22.12
The
Dictator took over the consul's army from Fulvius Flaccus, the second in
command, and marched through Sabine territory to Tibur, where he had
ordered the newly raised force to assemble by the appointed day. From there
he advanced to Praeneste, and taking a cross-country route, came out on the
Latin road. From this point he proceeded towards the enemy, showing the
utmost care in reconnoitring all the various routes, and determined not to
take any risks anywhere, except so far as necessity should compel him. The
first day he pitched his camp in view of the enemy not far from Arpi; the
Carthaginian lost no time in marching out his men in battle order to give him
the chance of fighting. But when he saw that the enemy kept perfectly quiet
and that there were no signs of excitement in their camp, he tauntingly
remarked that the spirits of the Romans, those sons of Mars, were broken at
last, the war was at an end, and they had openly foregone all claim to valour
and renown. He then returned into camp. But he was really in a very anxious
state of mind, for he saw that he would have to do with a very different type
of commander from Flaminius or Sempronius; the Romans had been taught
by their defeats and had at last found a general who was a match for him. It
was the wariness not the impetuosity of the Dictator that was the immediate
cause of his alarm; he had not yet tested his inflexible resolution. He began
to harass and provoke him by frequently shifting his camp and ravaging the
fields of the allies of Rome before his very eyes. Sometimes he would march
rapidly out of sight and then in some turn of the road take up a concealed
position in the hope of entrapping him, should he come down to level
ground. Fabius kept on high ground, at a moderate distance from the enemy,
so that he never lost sight of him and never closed with him. Unless they
were employed on necessary duty, the soldiers were confined to camp. When
they went in quest of wood or forage they went in large bodies and only
within prescribed limits. A force of cavalry and light infantry told off in
readiness against sudden alarms, made everything safe for his own soldiers
and dangerous for the scattered foragers of the enemy.
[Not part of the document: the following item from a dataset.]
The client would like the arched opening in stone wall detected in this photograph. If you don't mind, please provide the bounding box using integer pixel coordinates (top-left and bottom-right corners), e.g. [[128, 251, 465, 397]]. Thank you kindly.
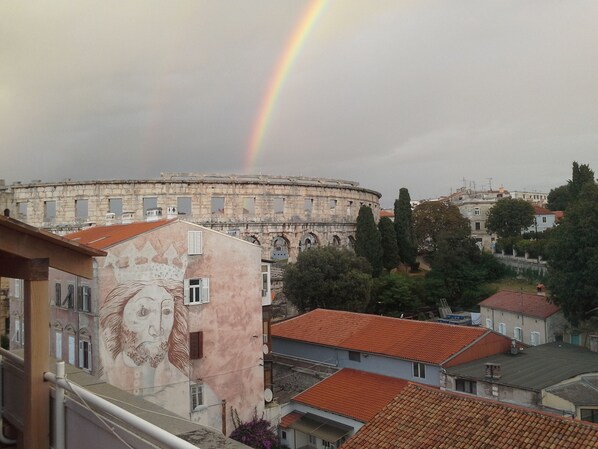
[[347, 236, 356, 251], [271, 236, 290, 261], [299, 233, 319, 253], [331, 235, 341, 247], [245, 235, 261, 246]]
He refused to stake
everything on a general engagement, whilst slight encounters, fought on safe
ground with a retreat close at hand, encouraged his men, who had been
demoralised by their previous defeats, and made them less dissatisfied with
their own courage and fortunes. But his sound and common-sense tactics
were not more distasteful to Hannibal than they were to his own Master of
the Horse. Headstrong and impetuous in counsel and with an ungovernable
tongue, the only thing that prevented Minucius from making shipwreck of
the State was the fact that he was in a subordinate command. At first to a
few listeners, afterwards openly amongst the rank and file, he abused Fabius,
calling his deliberation indolence and his caution cowardice, attributing to
him faults akin to his real virtues, and by disparaging his superior -a vile
practice which, through its often proving successful, is steadily on the
increase -he tried to exalt himself.